Un altro aspetto è la nuova strategia mafiosa è l’adattamento alle nuove tecnologie. La commissione di Cosa Nostra non si riunisce più da vent’anni, ma l’organizzazione ha trovato modalità alternative per comunicare e prendere decisioni in modo rapido e orizzontale. Sfrutta internet, i social media, i telefoni criptati e il deep web per le transazioni legate al traffico di droga. Per questo, De Lucia ha sottolineato che la lotta alla mafia deve evolversi: i poliziotti del futuro non dovranno solo saper usare la pistola, ma anche padroneggiare gli strumenti informatici per contrastare le attività criminali digitalizzate.
Alla vigilia della maxi-operazione antimafia contro il mandamento Uditore-Passo di Rigano, che ha portato all’arresto di 19 persone, De Lucia ha evidenziato un dato preoccupante: il 49% della popolazione non crede che lo Stato possa sconfiggere la mafia. Questo, secondo il procuratore, è un problema culturale che va affrontato, poiché la repressione da sola non basta. La lotta alla mafia non si vince solo nei tribunali, ma anche attraverso lo sviluppo economico e culturale. Più opportunità ci sono per i cittadini, meno spazio avranno i mafiosi per prosperare.

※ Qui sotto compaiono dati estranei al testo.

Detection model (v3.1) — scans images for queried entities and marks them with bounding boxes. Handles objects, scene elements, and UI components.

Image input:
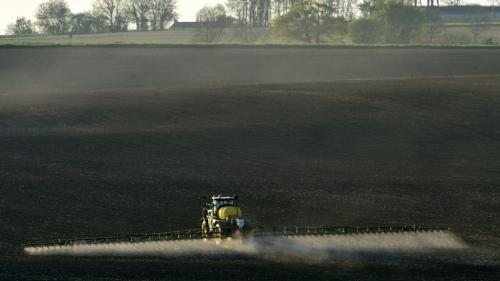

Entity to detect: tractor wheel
[201,221,208,238]
[215,225,224,238]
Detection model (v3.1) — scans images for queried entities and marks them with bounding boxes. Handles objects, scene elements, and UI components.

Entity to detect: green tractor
[201,195,250,238]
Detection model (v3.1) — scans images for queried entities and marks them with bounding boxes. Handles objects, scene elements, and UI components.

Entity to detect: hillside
[0,77,500,258]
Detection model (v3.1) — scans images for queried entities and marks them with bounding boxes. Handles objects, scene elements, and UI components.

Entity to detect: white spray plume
[25,231,467,259]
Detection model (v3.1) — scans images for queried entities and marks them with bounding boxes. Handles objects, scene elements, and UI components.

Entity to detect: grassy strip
[0,42,500,49]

Nel corso dell’incontro, De Lucia ha anche affrontato il tema dell’ergastolo, chiarendo che in Italia il “fine pena mai” non esiste nella pratica. La legge prevede che, dopo 26 anni di comportamento corretto in carcere e un percorso di rieducazione, i condannati all’ergastolo possano accedere a pene alternative, come la semilibertà, durante la quale possono svolgere attività sociali. Questo vale anche per i condannati al carcere cosiddetto “ostativo”. “Tra quello che è scritto, cioè ‘fine pena mai’, e quello che avviene nella realtà c’è una differenza che rende compatibili anche queste condanne con il principio costituzionale dell’articolo 27 della Costituzione”, ha spiegato De Lucia.
Il procuratore ha inoltre messo in guardia sulle possibili ricadute delle modifiche legislative. “Si dice sempre che la ‘legislazione antimafia non si tocca’, ma la legislazione antimafia è parte della legislazione penale italiana. Qualunque modifica del sistema ha ricadute anche sulla lotta alla mafia”, ha affermato. In particolare, ha sottolineato i rischi legati a eventuali limitazioni delle intercettazioni: “Quando si toccano i meccanismi delle intercettazioni, anche per reati diversi da quelli di mafia, bisogna stare attenti alle ricadute sui processi di mafia”.